Logistic Regression of Mortality Determinants among COVID-19 Patients
Age
For every 1% increase in age, the chances of dying of COVID-19 increase by 8% after adjusting for other variables. This suggests that older age is a risk factor for COVID-19 mortality.
Calcium Level
For every 1% increase in calcium level, the odds of dying of COVID-19 decrease by 2.8% after adjusting for other variables. This suggests that higher calcium levels may protect against COVID-19 mortality.

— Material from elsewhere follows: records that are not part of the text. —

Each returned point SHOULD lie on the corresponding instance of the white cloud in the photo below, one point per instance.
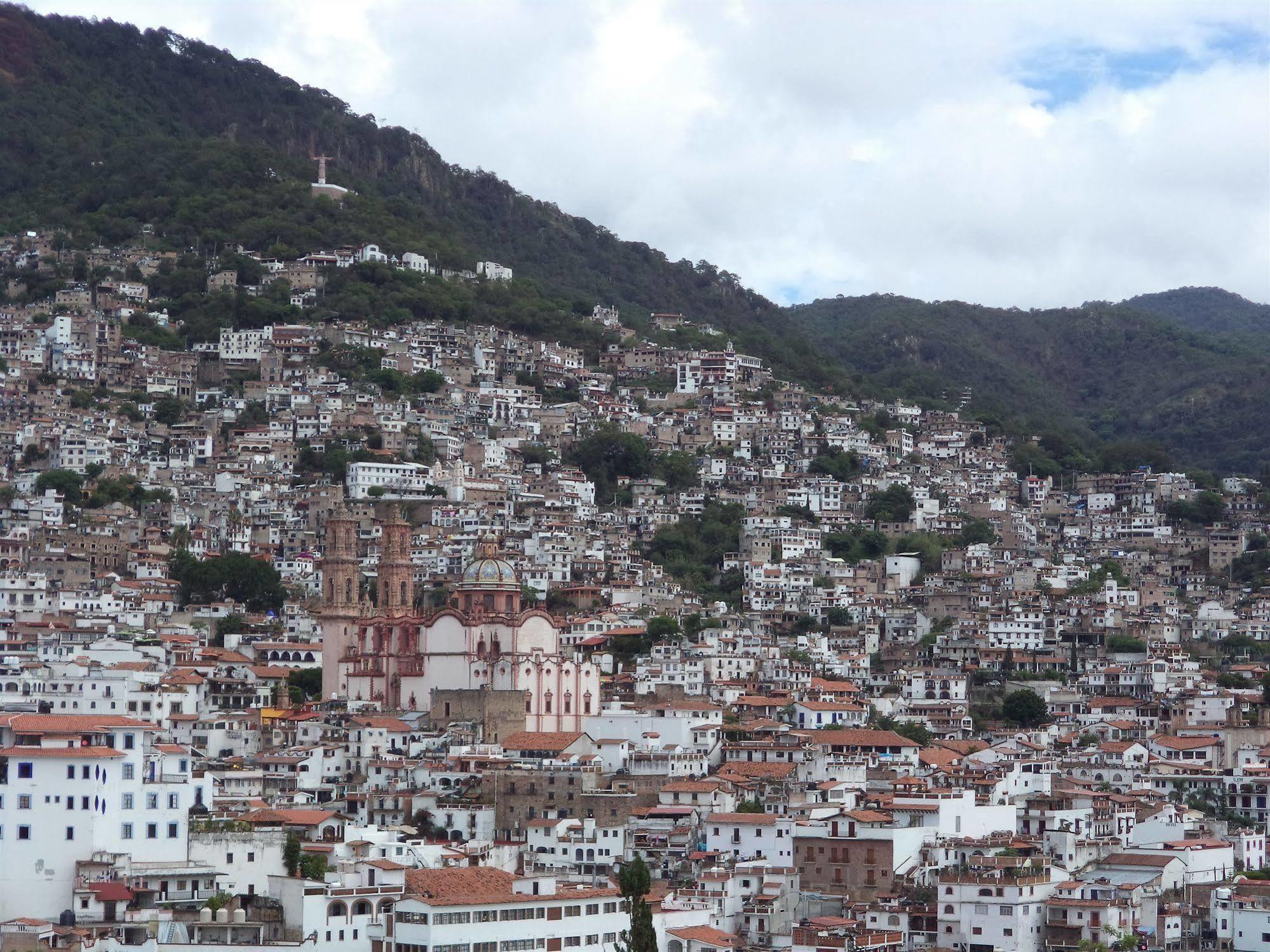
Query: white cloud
(831, 149)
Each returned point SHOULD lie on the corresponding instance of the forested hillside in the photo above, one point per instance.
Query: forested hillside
(1211, 311)
(108, 128)
(1094, 373)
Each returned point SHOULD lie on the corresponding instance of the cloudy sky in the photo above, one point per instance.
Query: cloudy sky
(1022, 154)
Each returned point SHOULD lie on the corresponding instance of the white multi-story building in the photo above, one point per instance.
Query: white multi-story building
(987, 909)
(396, 480)
(76, 785)
(478, 911)
(752, 837)
(243, 345)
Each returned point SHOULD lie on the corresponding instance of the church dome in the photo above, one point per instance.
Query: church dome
(488, 569)
(494, 570)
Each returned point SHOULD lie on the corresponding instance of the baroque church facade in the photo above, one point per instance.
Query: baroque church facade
(484, 639)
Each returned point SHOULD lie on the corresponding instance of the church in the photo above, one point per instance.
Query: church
(484, 639)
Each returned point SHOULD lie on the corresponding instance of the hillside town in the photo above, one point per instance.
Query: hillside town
(353, 635)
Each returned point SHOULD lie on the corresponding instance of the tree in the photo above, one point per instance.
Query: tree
(291, 855)
(1025, 707)
(915, 732)
(236, 575)
(305, 683)
(662, 627)
(313, 866)
(634, 884)
(609, 453)
(66, 483)
(219, 902)
(893, 504)
(169, 410)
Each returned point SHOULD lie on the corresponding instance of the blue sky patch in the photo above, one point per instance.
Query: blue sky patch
(1065, 72)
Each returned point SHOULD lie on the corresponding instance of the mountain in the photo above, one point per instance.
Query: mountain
(1093, 375)
(108, 128)
(1211, 310)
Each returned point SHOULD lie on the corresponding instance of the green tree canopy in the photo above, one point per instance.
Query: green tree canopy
(66, 483)
(1025, 707)
(892, 504)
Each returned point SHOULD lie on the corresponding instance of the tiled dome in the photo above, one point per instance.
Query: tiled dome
(490, 570)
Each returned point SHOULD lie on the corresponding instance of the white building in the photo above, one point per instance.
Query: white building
(75, 785)
(395, 480)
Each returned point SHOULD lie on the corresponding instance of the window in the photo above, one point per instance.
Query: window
(451, 918)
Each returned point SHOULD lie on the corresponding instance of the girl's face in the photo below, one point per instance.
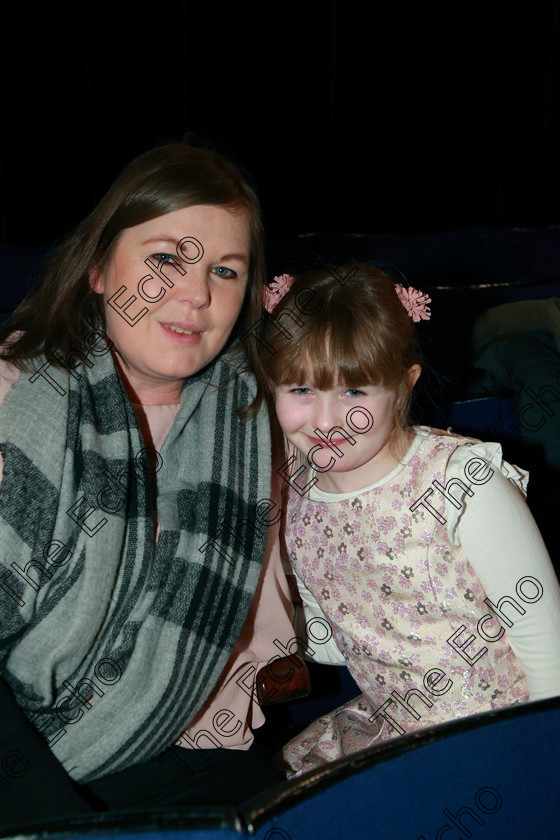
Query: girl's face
(187, 321)
(303, 410)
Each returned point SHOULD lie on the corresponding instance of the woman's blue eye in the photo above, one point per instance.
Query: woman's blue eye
(228, 272)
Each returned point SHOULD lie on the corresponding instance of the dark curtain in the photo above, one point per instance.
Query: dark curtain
(404, 117)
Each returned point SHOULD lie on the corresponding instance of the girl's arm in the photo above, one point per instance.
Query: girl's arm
(503, 545)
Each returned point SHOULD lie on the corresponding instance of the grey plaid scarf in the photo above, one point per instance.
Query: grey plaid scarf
(110, 645)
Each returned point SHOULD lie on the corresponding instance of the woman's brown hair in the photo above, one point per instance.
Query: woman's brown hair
(60, 311)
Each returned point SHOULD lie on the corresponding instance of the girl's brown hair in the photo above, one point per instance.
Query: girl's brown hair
(63, 308)
(346, 329)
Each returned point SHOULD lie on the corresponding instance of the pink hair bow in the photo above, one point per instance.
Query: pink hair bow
(415, 302)
(273, 294)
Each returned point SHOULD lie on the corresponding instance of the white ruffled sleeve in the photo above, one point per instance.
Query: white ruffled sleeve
(503, 544)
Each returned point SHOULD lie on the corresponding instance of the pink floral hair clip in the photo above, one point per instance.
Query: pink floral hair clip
(415, 302)
(273, 294)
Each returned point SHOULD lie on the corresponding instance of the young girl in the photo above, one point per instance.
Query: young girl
(416, 544)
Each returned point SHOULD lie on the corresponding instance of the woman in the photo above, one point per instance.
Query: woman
(132, 525)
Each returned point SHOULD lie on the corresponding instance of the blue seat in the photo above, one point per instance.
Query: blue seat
(488, 776)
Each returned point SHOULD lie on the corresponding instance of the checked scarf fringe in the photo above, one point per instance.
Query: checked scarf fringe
(165, 619)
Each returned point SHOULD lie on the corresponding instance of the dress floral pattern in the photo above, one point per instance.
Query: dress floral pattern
(395, 589)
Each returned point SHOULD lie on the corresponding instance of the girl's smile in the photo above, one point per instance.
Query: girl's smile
(366, 456)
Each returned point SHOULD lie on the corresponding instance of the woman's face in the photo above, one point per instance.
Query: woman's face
(188, 319)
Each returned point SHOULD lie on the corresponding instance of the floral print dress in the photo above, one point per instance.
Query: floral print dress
(403, 602)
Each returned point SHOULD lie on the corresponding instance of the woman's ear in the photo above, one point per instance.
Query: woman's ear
(413, 375)
(96, 280)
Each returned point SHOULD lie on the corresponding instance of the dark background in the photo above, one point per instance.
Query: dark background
(392, 117)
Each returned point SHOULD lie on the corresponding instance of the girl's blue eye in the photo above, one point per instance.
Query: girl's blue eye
(164, 258)
(229, 275)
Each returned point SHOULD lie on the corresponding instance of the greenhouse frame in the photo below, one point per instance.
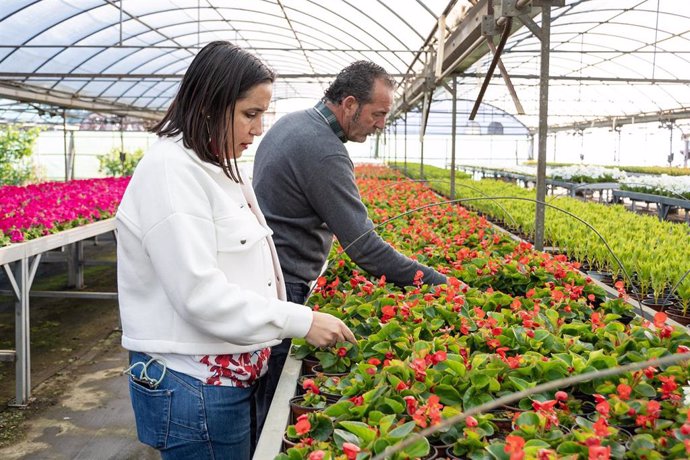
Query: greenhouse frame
(535, 155)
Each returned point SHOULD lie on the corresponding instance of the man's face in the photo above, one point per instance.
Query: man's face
(364, 119)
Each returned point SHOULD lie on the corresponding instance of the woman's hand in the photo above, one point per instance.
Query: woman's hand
(327, 330)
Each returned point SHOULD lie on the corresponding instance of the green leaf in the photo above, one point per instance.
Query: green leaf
(395, 406)
(359, 429)
(520, 384)
(341, 436)
(402, 430)
(540, 335)
(479, 380)
(570, 448)
(448, 394)
(646, 390)
(418, 448)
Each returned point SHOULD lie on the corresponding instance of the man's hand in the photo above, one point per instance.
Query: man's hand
(327, 330)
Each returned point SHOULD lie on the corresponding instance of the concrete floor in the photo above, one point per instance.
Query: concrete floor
(91, 419)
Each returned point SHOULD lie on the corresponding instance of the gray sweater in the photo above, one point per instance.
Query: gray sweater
(305, 184)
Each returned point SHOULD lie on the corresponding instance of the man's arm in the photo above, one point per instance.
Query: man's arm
(333, 194)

It is important to note that logistic regression only identifies associations between variables and outcomes and does not establish causality. Therefore, more research is needed to confirm these findings and determine the underlying mechanisms behind these associations.
Summary
The study aimed to investigate the hematology, renal electrolyte, inflammatory, and coagulation profiles of COVID-19 positive and negative patients, classified by recovery or death. The study found that hematologic parameters such as WBC, lymphocytes, neutrophils, and platelets showed significant differences between COVID-19 positive and negative patients, as well as between those who recovered and those who died. Renal functions and electrolytes such as BUN and creatinine also showed significant differences. Inflammatory markers such as ESR and CRP were significantly higher in COVID-19 positive patients who died compared to those who recovered. Measurements of the coagulation profile, such as PT, aPTT, and INR, also showed significant differences between COVID-19 positive and negative patients, as well as between those who recovered and those who passed away.

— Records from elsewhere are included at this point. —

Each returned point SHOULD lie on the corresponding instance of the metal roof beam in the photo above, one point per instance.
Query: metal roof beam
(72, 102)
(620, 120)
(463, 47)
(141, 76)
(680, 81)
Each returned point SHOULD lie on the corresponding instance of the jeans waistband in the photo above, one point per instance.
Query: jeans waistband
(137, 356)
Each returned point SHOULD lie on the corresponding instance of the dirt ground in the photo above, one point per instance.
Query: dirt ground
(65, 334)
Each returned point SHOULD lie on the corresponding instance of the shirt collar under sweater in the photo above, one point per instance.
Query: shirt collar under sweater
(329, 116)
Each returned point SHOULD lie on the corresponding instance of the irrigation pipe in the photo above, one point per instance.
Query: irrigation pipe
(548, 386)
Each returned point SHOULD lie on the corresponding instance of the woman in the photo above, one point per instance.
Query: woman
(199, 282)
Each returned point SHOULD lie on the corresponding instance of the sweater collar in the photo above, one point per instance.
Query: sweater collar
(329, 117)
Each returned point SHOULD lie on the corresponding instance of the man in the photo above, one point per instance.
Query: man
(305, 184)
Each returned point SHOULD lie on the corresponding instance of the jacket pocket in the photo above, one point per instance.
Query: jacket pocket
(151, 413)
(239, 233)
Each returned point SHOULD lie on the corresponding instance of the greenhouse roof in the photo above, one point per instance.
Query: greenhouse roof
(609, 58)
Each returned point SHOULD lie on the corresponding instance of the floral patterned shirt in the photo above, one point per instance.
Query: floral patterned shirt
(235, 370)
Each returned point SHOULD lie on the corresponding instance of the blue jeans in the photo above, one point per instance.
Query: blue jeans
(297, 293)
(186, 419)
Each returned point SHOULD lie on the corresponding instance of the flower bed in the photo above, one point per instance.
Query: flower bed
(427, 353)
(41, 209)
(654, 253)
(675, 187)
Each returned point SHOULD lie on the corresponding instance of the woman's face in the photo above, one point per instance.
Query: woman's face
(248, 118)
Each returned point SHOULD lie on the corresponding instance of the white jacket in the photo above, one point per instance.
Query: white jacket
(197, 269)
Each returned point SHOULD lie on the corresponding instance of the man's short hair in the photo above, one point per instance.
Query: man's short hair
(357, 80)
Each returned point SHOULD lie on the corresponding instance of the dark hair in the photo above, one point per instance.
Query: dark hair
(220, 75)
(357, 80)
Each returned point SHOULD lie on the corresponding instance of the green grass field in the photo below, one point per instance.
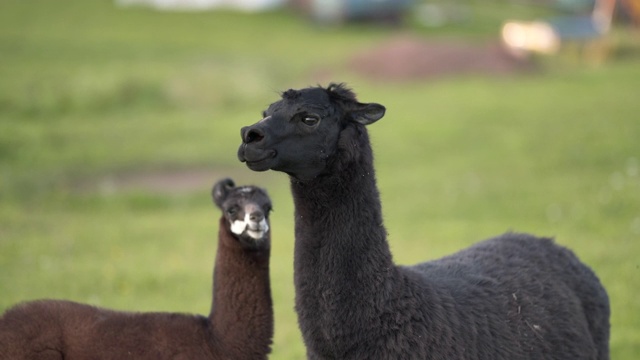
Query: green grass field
(99, 105)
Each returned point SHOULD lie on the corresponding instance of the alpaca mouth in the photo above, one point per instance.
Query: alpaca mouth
(256, 159)
(256, 230)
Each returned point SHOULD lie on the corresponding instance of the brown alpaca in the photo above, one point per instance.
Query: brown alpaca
(240, 325)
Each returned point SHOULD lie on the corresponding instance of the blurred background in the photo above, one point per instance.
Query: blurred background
(116, 117)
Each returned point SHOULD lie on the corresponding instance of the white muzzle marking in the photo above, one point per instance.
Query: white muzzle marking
(256, 230)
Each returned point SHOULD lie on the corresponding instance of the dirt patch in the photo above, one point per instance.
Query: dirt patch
(409, 57)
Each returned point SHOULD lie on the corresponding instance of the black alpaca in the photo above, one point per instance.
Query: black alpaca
(240, 325)
(512, 297)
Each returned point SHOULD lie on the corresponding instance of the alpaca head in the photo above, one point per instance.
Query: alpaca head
(246, 209)
(302, 133)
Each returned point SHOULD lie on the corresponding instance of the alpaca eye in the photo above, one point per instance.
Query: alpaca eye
(311, 120)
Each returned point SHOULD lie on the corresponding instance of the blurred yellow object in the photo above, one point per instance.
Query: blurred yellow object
(536, 36)
(547, 36)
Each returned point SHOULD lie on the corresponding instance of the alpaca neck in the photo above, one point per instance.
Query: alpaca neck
(342, 259)
(241, 313)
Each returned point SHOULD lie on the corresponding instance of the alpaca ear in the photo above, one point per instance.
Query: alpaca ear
(366, 114)
(221, 190)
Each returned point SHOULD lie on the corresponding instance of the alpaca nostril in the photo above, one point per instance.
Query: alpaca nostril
(256, 216)
(253, 135)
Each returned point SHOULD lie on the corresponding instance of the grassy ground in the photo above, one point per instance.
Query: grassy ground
(93, 97)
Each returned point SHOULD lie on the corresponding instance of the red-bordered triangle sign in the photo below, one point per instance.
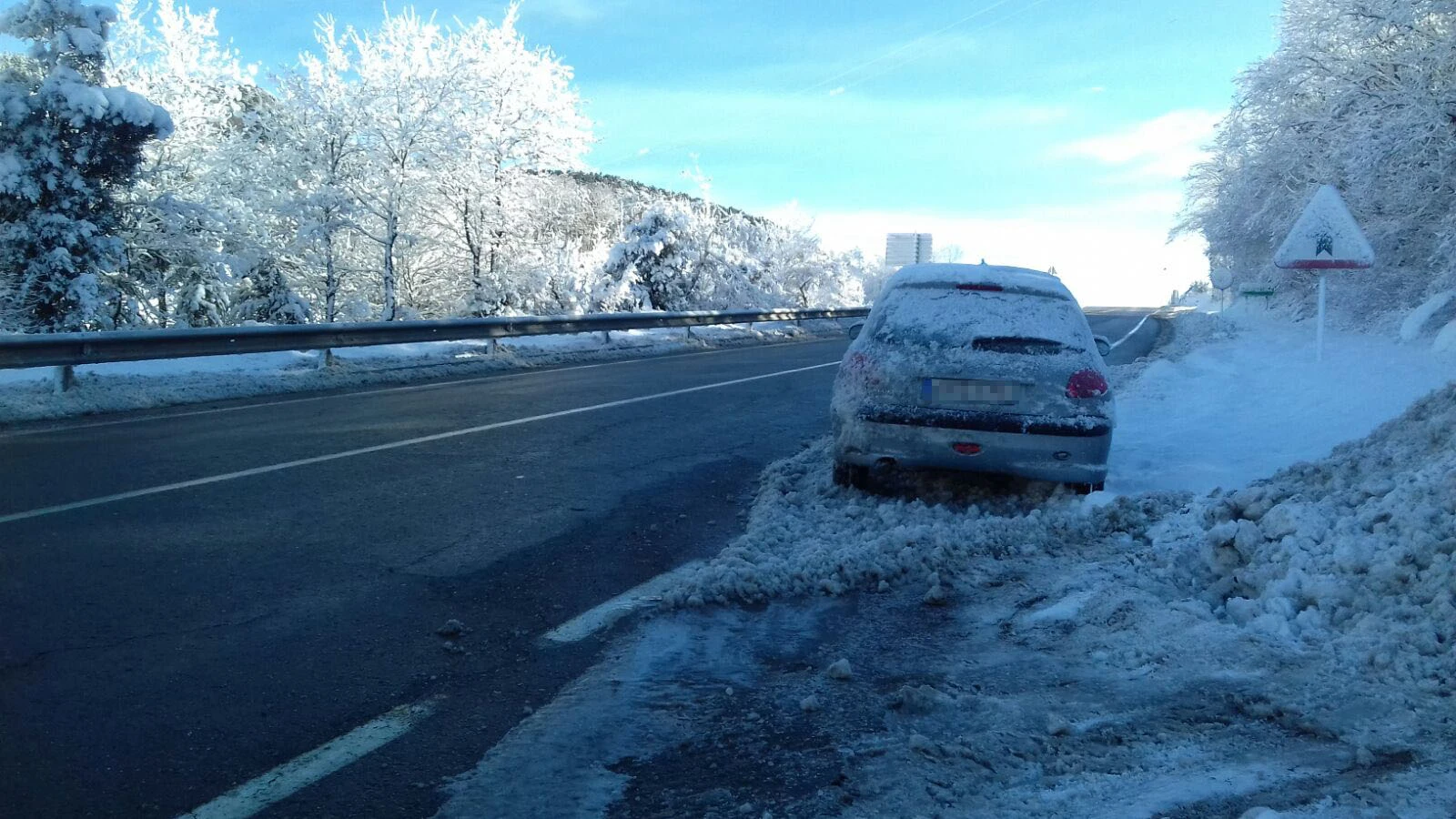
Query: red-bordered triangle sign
(1325, 237)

Furthermore, the study conducted two binary logistic regressions to determine the predictors of COVID-19 positivity and mortality. Logistic regression of the determinants of positivity among patients with COVID-19 found that lymphocyte count, urea level, and CRP level were significant predictors of positivity for COVID-19. The logistic regression of mortality determinants among COVID-19 patients found that age and calcium level were significant predictors of COVID-19 mortality.

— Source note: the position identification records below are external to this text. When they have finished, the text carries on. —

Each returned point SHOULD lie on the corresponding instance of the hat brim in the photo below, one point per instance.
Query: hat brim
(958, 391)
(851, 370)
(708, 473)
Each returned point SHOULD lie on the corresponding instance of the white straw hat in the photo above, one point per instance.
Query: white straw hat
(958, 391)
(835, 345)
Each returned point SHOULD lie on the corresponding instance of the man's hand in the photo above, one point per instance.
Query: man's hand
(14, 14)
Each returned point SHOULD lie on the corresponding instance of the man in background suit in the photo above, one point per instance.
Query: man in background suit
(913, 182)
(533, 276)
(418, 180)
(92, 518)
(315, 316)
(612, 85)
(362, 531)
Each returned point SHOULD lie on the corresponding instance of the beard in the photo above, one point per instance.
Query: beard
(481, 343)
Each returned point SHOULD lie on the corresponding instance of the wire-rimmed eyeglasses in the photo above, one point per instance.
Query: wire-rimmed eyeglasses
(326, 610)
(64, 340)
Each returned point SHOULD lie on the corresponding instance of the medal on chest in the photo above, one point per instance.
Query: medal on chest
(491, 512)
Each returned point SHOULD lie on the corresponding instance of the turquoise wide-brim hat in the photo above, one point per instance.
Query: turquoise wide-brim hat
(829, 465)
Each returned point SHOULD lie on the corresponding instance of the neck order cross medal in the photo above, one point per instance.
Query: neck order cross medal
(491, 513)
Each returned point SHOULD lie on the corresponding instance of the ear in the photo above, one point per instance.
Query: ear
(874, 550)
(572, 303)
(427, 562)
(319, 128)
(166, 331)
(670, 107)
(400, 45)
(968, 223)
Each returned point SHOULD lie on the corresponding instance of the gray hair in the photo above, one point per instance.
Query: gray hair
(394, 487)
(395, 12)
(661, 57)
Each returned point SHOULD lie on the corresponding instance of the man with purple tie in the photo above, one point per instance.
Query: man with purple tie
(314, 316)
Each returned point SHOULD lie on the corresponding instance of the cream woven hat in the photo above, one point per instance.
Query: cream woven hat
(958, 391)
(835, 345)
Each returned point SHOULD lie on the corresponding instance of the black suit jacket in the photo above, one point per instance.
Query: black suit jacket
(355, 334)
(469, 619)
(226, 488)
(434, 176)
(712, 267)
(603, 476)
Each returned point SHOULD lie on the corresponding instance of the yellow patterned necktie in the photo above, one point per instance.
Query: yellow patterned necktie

In summary, the study findings suggest that hematologic parameters, renal functions and electrolytes, inflammatory markers, and measures of coagulation profile are important indicators of the severity and prognosis. The binary logistic regressions further identified specific predictors of COVID-19 positivity and mortality. These findings can help healthcare professionals better understand disease progression and develop targeted interventions for COVID-19 patients.
Discussion
The COVID-19 pandemic has put significant stress on healthcare institutions and infrastructure since 2020. COVID-19 clinical symptoms range from mild, self-resolving cases to severe, life-threatening disorders. The ability to predict severe inflammatory responses is still a challenge. Therefore, clinicians can use laboratory biomarkers to help in decision making, interpret clinical symptoms more confidently, provide data on the underlying biological processes, start treatment, and assess the progression of the disease [12]. This study analyzed a number of COVID-19 biomarkers, including hematological, biochemical, and inflammatory markers, to determine their usefulness in indicating the severity of COVID-19.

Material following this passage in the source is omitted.